German Journal Industriekultur 2.24: The Ruhr Industrial Heritage Route, Part 1

This year, industrial heritage is celebrating two major birthdays: the "Industrial Heritage Route", which explores the industrial and technological legacy of the Ruhr region, is turning 25 together with ERIH. This is no coincidence, as the opening of the Ruhr Area Route 25 years ago was an inspiration and model for the founding of ERIH. It's no coincidence either that a large number of the sites on the "Industrial Heritage Route" are now part of the ERIH Regional Route "Ruhr Area". For the Journal Industriekultur this is reason enough to feature the region's most important industrial monuments in the current and following issues.

While the term "Ruhr area" was not coined until the 1930s, industrial pioneers such as Franz Haniel, Mathias Stinnes, Friedrich Krupp and Friedrich Harkort had collieries and blast furnaces popping up as early as the mid-19th century. Another innovator, Count Henrich zu Stollberg-Wernigerode, also recognised the opportunity to enter the new technology of coke-fired blast furnaces. His Henrichshütte Ironworks, founded in 1854 and only shut down more than 120 years later, is one of the most long-standing ironworks in the Ruhr region and offers several routes to explore the site.
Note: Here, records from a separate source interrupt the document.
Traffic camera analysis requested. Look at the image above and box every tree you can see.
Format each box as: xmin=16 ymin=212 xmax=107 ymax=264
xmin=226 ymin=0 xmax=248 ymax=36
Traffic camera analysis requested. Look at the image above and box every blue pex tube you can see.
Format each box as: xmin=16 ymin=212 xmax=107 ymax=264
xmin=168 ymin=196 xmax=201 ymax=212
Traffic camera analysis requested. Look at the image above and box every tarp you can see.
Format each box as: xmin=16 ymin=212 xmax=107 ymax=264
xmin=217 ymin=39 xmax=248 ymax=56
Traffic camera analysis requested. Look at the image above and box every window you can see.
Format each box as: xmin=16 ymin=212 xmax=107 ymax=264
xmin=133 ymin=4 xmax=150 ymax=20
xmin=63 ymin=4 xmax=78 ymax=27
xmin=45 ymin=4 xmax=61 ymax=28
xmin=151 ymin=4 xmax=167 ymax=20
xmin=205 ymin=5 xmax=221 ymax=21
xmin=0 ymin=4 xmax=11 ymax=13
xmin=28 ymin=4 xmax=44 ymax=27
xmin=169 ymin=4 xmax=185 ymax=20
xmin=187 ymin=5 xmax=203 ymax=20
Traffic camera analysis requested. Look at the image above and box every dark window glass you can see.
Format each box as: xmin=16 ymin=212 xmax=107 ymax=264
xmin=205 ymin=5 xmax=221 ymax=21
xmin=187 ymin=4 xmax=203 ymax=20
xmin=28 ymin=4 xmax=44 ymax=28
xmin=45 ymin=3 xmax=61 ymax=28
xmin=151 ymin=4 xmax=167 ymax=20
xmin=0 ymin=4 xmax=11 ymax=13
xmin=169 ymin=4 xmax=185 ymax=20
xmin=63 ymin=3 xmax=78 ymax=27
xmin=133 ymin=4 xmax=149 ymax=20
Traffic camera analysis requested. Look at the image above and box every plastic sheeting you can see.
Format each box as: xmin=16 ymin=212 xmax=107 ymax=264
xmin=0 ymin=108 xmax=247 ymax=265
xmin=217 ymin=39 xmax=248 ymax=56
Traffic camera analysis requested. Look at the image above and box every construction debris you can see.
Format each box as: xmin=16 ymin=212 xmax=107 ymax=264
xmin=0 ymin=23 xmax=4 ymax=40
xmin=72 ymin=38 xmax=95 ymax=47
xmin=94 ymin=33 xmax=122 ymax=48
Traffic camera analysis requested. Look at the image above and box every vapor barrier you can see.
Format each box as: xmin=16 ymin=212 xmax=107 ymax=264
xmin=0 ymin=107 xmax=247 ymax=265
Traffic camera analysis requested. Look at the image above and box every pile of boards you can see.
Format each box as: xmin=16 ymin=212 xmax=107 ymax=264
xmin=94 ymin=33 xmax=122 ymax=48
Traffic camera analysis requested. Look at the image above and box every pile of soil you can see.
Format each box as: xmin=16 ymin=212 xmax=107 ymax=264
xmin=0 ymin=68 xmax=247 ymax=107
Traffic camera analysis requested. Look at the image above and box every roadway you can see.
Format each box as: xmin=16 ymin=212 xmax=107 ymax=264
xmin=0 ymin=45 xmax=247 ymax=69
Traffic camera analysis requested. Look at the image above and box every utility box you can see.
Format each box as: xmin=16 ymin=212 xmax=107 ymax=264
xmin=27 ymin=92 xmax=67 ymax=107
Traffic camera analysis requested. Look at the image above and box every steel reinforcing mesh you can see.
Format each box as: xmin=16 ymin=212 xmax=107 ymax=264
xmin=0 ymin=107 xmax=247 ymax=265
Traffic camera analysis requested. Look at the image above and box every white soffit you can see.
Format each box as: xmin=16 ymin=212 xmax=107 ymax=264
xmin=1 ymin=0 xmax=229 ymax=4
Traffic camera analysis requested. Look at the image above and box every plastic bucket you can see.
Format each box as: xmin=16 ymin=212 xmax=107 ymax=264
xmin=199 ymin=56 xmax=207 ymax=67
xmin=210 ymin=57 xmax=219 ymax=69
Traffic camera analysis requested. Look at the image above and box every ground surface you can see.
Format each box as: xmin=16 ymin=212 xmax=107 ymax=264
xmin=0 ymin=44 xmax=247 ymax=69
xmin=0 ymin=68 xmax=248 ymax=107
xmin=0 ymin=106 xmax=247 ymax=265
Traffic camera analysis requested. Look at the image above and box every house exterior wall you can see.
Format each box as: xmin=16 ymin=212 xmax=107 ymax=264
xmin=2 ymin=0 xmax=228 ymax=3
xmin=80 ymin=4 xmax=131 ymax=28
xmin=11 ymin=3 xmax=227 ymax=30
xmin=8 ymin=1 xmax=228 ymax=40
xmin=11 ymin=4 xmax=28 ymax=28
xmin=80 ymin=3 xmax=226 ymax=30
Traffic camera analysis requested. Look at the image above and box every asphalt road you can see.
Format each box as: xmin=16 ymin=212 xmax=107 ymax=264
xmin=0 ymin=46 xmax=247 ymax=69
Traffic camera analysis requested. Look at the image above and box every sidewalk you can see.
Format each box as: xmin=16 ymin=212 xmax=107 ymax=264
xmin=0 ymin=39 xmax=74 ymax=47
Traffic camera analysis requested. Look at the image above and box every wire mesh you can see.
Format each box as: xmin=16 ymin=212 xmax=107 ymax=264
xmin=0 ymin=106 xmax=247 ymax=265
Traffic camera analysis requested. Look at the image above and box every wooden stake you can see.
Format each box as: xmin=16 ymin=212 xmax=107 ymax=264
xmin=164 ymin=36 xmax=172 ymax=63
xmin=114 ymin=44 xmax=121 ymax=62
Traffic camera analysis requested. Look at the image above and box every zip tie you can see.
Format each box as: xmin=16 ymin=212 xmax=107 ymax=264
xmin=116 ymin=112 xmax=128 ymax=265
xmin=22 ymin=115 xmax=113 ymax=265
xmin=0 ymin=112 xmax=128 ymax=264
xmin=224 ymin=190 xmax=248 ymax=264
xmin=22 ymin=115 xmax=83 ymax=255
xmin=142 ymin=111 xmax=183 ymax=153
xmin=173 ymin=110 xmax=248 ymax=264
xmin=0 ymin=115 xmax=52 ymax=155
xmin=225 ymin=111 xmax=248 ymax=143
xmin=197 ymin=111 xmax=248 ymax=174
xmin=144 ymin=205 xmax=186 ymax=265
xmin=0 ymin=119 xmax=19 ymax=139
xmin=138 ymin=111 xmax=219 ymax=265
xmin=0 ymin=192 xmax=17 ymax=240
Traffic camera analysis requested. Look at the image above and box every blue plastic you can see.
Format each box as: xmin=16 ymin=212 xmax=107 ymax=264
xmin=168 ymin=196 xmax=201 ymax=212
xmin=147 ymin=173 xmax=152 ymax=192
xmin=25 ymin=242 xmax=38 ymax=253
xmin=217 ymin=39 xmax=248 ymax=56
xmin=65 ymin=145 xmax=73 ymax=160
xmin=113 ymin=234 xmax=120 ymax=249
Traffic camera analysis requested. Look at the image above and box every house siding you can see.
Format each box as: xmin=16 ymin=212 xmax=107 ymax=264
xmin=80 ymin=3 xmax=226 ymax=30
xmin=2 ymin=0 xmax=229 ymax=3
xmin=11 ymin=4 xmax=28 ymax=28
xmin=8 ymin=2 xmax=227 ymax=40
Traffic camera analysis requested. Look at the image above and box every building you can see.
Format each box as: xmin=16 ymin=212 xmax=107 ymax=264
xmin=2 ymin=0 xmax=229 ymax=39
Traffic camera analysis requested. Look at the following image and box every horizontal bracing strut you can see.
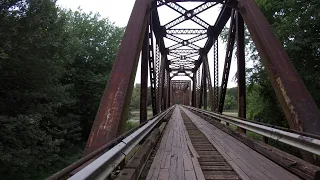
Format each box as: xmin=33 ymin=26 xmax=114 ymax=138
xmin=166 ymin=29 xmax=207 ymax=34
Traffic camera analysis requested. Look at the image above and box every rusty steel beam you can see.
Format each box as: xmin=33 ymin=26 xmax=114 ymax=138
xmin=166 ymin=71 xmax=170 ymax=108
xmin=194 ymin=5 xmax=232 ymax=72
xmin=237 ymin=0 xmax=320 ymax=135
xmin=140 ymin=23 xmax=149 ymax=123
xmin=197 ymin=68 xmax=201 ymax=108
xmin=84 ymin=0 xmax=152 ymax=155
xmin=203 ymin=62 xmax=207 ymax=110
xmin=151 ymin=3 xmax=166 ymax=54
xmin=236 ymin=12 xmax=246 ymax=134
xmin=218 ymin=10 xmax=236 ymax=113
xmin=147 ymin=19 xmax=158 ymax=116
xmin=159 ymin=55 xmax=166 ymax=112
xmin=192 ymin=72 xmax=197 ymax=107
xmin=213 ymin=39 xmax=219 ymax=112
xmin=203 ymin=55 xmax=215 ymax=111
xmin=199 ymin=66 xmax=204 ymax=108
xmin=168 ymin=78 xmax=172 ymax=106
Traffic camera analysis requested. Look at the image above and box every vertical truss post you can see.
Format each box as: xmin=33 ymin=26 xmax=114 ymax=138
xmin=168 ymin=77 xmax=171 ymax=107
xmin=192 ymin=72 xmax=197 ymax=107
xmin=166 ymin=70 xmax=170 ymax=108
xmin=218 ymin=10 xmax=236 ymax=113
xmin=159 ymin=55 xmax=166 ymax=112
xmin=199 ymin=66 xmax=204 ymax=108
xmin=236 ymin=12 xmax=247 ymax=134
xmin=197 ymin=68 xmax=201 ymax=108
xmin=84 ymin=0 xmax=151 ymax=155
xmin=204 ymin=55 xmax=215 ymax=111
xmin=140 ymin=22 xmax=149 ymax=124
xmin=155 ymin=46 xmax=161 ymax=113
xmin=203 ymin=61 xmax=208 ymax=110
xmin=147 ymin=18 xmax=158 ymax=116
xmin=163 ymin=69 xmax=167 ymax=109
xmin=238 ymin=0 xmax=320 ymax=135
xmin=213 ymin=39 xmax=219 ymax=112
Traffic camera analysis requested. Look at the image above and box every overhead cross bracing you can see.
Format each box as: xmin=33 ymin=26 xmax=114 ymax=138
xmin=156 ymin=1 xmax=221 ymax=75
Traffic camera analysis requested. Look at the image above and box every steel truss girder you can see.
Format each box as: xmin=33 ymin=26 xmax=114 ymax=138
xmin=218 ymin=10 xmax=236 ymax=113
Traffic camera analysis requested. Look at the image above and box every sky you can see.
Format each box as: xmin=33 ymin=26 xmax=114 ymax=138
xmin=56 ymin=0 xmax=238 ymax=88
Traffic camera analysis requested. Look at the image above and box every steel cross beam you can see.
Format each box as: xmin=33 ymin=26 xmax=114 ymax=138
xmin=166 ymin=29 xmax=207 ymax=35
xmin=167 ymin=34 xmax=202 ymax=50
xmin=84 ymin=0 xmax=152 ymax=155
xmin=164 ymin=2 xmax=216 ymax=29
xmin=218 ymin=10 xmax=236 ymax=113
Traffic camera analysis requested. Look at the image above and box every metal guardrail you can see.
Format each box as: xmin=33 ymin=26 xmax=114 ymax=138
xmin=183 ymin=106 xmax=320 ymax=156
xmin=67 ymin=106 xmax=174 ymax=180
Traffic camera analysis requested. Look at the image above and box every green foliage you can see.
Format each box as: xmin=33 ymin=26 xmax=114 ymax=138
xmin=223 ymin=87 xmax=237 ymax=111
xmin=126 ymin=121 xmax=139 ymax=132
xmin=0 ymin=1 xmax=124 ymax=179
xmin=246 ymin=0 xmax=320 ymax=128
xmin=60 ymin=9 xmax=124 ymax=140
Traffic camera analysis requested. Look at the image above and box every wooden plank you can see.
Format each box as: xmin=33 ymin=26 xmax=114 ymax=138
xmin=183 ymin=152 xmax=194 ymax=171
xmin=181 ymin=107 xmax=301 ymax=180
xmin=185 ymin=170 xmax=197 ymax=180
xmin=158 ymin=169 xmax=169 ymax=180
xmin=147 ymin=107 xmax=197 ymax=180
xmin=191 ymin=157 xmax=206 ymax=180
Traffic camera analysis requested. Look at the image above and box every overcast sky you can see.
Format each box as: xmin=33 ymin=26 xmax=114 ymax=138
xmin=56 ymin=0 xmax=238 ymax=87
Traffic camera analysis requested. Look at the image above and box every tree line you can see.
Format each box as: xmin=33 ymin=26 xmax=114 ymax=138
xmin=0 ymin=0 xmax=124 ymax=179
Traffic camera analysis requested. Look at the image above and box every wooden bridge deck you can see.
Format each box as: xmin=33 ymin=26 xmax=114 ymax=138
xmin=146 ymin=106 xmax=300 ymax=180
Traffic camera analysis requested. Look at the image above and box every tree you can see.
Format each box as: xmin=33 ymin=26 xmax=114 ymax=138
xmin=60 ymin=9 xmax=124 ymax=140
xmin=0 ymin=1 xmax=124 ymax=179
xmin=0 ymin=0 xmax=82 ymax=179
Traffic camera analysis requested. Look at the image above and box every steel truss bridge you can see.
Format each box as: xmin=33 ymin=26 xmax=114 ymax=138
xmin=48 ymin=0 xmax=320 ymax=180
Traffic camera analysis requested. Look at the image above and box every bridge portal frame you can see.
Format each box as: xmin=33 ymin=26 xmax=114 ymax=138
xmin=84 ymin=0 xmax=320 ymax=159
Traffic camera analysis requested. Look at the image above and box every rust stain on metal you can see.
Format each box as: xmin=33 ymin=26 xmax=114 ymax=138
xmin=101 ymin=79 xmax=125 ymax=132
xmin=276 ymin=77 xmax=303 ymax=131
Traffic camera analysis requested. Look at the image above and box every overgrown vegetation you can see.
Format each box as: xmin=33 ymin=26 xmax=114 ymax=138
xmin=0 ymin=0 xmax=124 ymax=179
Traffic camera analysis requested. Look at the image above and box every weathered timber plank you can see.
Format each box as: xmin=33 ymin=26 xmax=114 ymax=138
xmin=181 ymin=107 xmax=302 ymax=180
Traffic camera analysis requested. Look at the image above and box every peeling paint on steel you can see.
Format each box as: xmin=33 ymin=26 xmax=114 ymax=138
xmin=276 ymin=77 xmax=303 ymax=131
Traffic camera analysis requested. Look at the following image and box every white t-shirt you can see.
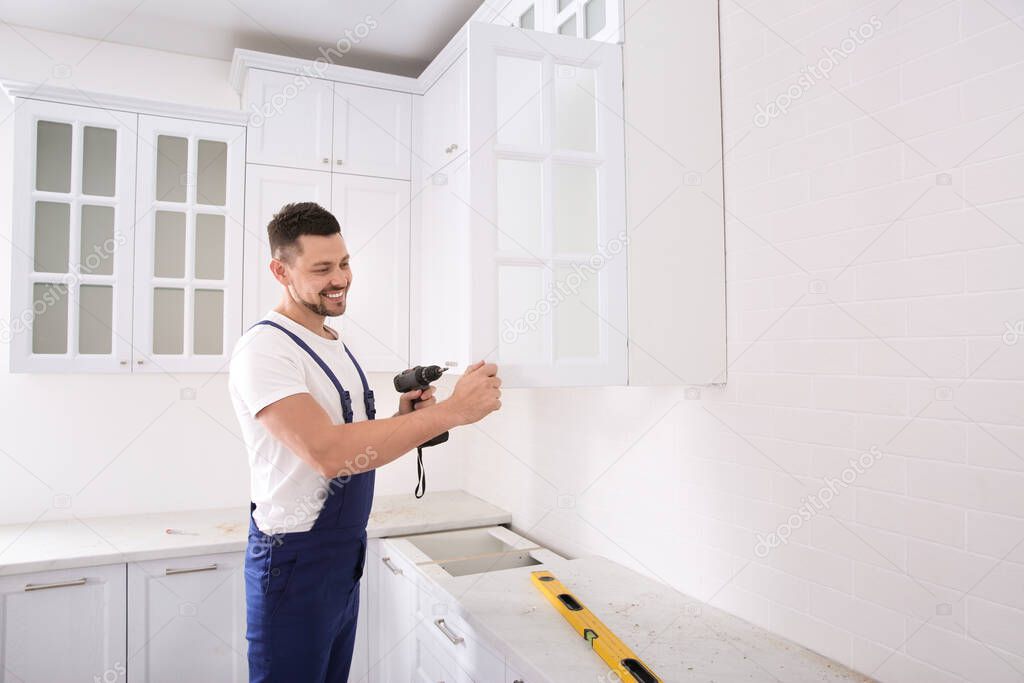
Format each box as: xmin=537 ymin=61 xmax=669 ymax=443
xmin=228 ymin=310 xmax=369 ymax=535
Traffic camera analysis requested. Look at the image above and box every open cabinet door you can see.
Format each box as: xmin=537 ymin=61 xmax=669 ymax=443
xmin=466 ymin=22 xmax=627 ymax=387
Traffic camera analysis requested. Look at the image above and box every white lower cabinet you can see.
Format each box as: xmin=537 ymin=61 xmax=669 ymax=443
xmin=369 ymin=535 xmax=532 ymax=683
xmin=369 ymin=539 xmax=417 ymax=681
xmin=0 ymin=564 xmax=127 ymax=683
xmin=127 ymin=551 xmax=247 ymax=682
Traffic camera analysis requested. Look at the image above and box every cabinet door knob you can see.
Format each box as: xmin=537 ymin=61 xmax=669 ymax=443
xmin=445 ymin=143 xmax=459 ymax=154
xmin=120 ymin=360 xmax=128 ymax=366
xmin=336 ymin=159 xmax=344 ymax=166
xmin=322 ymin=157 xmax=330 ymax=164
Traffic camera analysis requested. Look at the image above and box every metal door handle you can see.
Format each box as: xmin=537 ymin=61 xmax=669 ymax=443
xmin=434 ymin=618 xmax=464 ymax=645
xmin=165 ymin=563 xmax=218 ymax=576
xmin=381 ymin=556 xmax=403 ymax=575
xmin=25 ymin=577 xmax=87 ymax=591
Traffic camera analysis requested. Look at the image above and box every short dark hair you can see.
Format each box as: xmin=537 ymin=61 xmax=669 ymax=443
xmin=267 ymin=202 xmax=341 ymax=262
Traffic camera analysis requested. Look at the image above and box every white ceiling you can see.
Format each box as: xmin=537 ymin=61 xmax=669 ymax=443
xmin=0 ymin=0 xmax=490 ymax=76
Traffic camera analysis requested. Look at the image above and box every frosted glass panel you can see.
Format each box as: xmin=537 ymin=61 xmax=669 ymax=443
xmin=553 ymin=164 xmax=598 ymax=253
xmin=497 ymin=160 xmax=543 ymax=255
xmin=35 ymin=121 xmax=71 ymax=193
xmin=193 ymin=289 xmax=224 ymax=355
xmin=153 ymin=287 xmax=184 ymax=354
xmin=82 ymin=126 xmax=116 ymax=196
xmin=555 ymin=66 xmax=597 ymax=152
xmin=195 ymin=214 xmax=226 ymax=279
xmin=80 ymin=205 xmax=115 ymax=275
xmin=498 ymin=266 xmax=545 ymax=363
xmin=519 ymin=6 xmax=535 ymax=29
xmin=585 ymin=0 xmax=607 ymax=37
xmin=32 ymin=283 xmax=68 ymax=354
xmin=34 ymin=201 xmax=70 ymax=273
xmin=558 ymin=15 xmax=577 ymax=35
xmin=79 ymin=285 xmax=113 ymax=354
xmin=495 ymin=56 xmax=543 ymax=148
xmin=154 ymin=211 xmax=186 ymax=278
xmin=196 ymin=140 xmax=227 ymax=206
xmin=156 ymin=135 xmax=188 ymax=202
xmin=554 ymin=265 xmax=599 ymax=359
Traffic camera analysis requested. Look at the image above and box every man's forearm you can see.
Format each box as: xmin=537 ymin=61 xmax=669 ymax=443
xmin=312 ymin=403 xmax=460 ymax=477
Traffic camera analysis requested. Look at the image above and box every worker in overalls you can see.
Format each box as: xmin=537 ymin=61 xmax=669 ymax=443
xmin=228 ymin=202 xmax=502 ymax=682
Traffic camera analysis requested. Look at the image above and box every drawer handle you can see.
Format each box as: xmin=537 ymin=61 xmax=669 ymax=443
xmin=434 ymin=618 xmax=464 ymax=645
xmin=165 ymin=563 xmax=218 ymax=576
xmin=24 ymin=577 xmax=86 ymax=592
xmin=322 ymin=157 xmax=330 ymax=164
xmin=381 ymin=556 xmax=403 ymax=575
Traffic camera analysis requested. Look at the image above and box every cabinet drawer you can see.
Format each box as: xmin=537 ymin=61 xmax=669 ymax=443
xmin=420 ymin=605 xmax=506 ymax=683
Today, the Henrichshütte is just as much an ERIH Anchor Point as the Zollern Colliery, which was built between 1898 and 1904. The magnificent model plant with its crenellated gables and the high-gloss polished machine hall with its Art Nouveau portal attracted numerous visitors right from the time of its construction. As a modern site of industrial heritage, it provides not only architectural highlights but also an authentic insight into the hard labour of the miners. Complementing this, the Duisburg-Nord Landscape Park illustrates the technology and workflow of a blast furnace plant that August Thyssen had built in Duisburg's Meiderich district from 1901. One of the distinguishing features of this ERIH Anchor Point is the transformation of the massive former industrial site into a unique landscape park with 28 kilometres of hiking and cycling trails, climbing walls in the ore bunker, a gasometer that has been converted into Europe's largest indoor diving centre and many other attractions.

The Hansa Coking Plant, another ERIH site, is representative of the many large-scale facilities constructed throughout the Ruhr region between 1926 and 1929 to feed the booming steel industry's appetite for coke. When in operation, the coking ovens, surrounded by tar fumes and coal dust and heated to over 1,000 degrees, were a never-ending inferno - and a "forbidden city" for outsiders. Today, rusty red and birch green dominate the scene - nature is reclaiming the terrain - and the panoramic view from the 40-metre coal bunker is one of the highlights of a visit. The ERIH member Ewald Mine | Hoheward Landscape Park has also undergone profound changes: one of the Ruhr region's most productive collieries with its striking architecture from different eras has become the "Ewald future site", combining modern industrial settlements such as the hydrogen competence centre with Europe's largest slag heap scenery. This - the so-called Hoheward Landscape Park - is located right next door and amazes visitors with an astronomical park that allows them to experience ancient methods of determining time.